Ср.: [Barloewen 1996: 9–91; Ethnik Variations 1993].

35

Ср.: [Leitch 1988: 404; Изер 2001: 188–191].

36

«В некоей беседе говорили, что докторы ни к чему [не] годны. Тогда один стряпчий сказал: неправда, они по крайней мере надобны для убавки многолюдства. Но я, не защищая себя, скажу, – врач молвил, – что на меня никто не жалуется. Статься может, – повторил сутяга; ибо ты своих соперников отправил на тот свет» [Курганов 1793: Ч. 1, 144].

37

Таковы же эпиграммы Василия Майкова (1772) «Петр, будучи врачом, зла много приключил: / Он множество людей до смерти залечил» и т. д. [Майков 1966: 286], Михаила Хераскова: «Поветрие, война опустошают свет, / А более всего рецепты да ланцет» [Муза пламенной сатиры 1988: 101]. Аналогичные примеры сатирического изображения врачей см.: [Покровский 1907].

В России скептическое, а то и прямо враждебное отношение к врачам и медицине исторически определялось тем немаловажным обстоятельством, что институализация самой медицинской профессии устойчиво связывалась в общественном сознании с преобладанием в ней иностранцев. Кажется символичным, что наиболее ранние упоминания о врачах, казненных за неудачное лечение, указывают на ставших впоследствии привычными для русской истории «врагов народа». Первое такое упоминание относится к 1483 г. о враче по прозвищу Антон Немечин (т. е. «немец», под которыми понимают в это время иностранцев вообще). Антону было приказано лечить находившегося в Москве татарского царевича Каракача. Больной умер, и Иван III выдал врача татарам, умертвившим его у Москвы-реки.
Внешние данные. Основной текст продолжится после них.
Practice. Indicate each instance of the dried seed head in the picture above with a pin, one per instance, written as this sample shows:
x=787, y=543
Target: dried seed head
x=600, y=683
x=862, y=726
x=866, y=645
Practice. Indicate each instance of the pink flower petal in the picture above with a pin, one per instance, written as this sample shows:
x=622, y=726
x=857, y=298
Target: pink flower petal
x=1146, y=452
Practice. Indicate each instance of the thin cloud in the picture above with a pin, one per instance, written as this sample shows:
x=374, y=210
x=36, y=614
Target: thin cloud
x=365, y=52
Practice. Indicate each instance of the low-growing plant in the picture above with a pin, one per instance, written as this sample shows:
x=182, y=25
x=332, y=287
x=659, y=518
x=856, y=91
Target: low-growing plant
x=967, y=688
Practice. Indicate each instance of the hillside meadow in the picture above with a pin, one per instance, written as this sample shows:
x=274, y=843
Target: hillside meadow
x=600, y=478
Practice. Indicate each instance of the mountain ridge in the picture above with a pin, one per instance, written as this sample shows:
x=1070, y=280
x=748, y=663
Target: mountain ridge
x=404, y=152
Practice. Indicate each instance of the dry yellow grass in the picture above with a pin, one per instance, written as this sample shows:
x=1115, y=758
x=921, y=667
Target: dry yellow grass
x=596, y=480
В 1490 г. та же участь постигла некоего Леона Жидовина, пытавшегося вылечить сына Ивана III князя Ивана Ивановича от «камчюга» (ломоты в ногах) припарками, и также неудачно. По истечении сорока дней после кончины князя Леону отрубили голову [Загоскин 1891: 20, 21]. В 1690 г. серьезно заболевший патриарх Иоаким выгнал прибывших к нему по царскому повелению врачей-иностранцев и «никакоже даде себя врачевати, иже суща верою неедина мышления» [Барсуков 1879: 74]. Об атмосфере, в какой приходилось работать врачам-иностранцам в современной Иоакиму Москве, вполне свидетельствует сохранившаяся челобитная, поданная русскими учениками Аптекарского приказа, просившими разрешения жить и есть «особно» от иностранного учителя, дабы «от него не оскверниться» [Unkovskaya 1997: 11]. В театральных интермедиях XVIII в. почти всегда подчеркивается нерусское происхождение врача [Пьесы 1975: 468–471; 674–675; Пьесы 1976: 665–667, 713–718]. Схожим образом обстоит дело в фольклорной традиции, в пьесах народного театра XVIII – ХIХ вв. Врач странно выглядит, плохо говорит и в конце концов бывает бит – и потому, что врач, и потому, что иностранец [38] .

38

См., напр., остающиеся в репертуаре балаганных представлений вплоть до конца XIX в. «Голландский лекарь и добрый аптекарь», «Доктор и больной», а также образы врачей в пьесах «Петрушка», «Царь Максимилиан» (многочисленные примеры: [Русская народная драма 1953]). Негативный образ врача доминирует и в фольклорных паремиях: [Иллюстров 1904: 308].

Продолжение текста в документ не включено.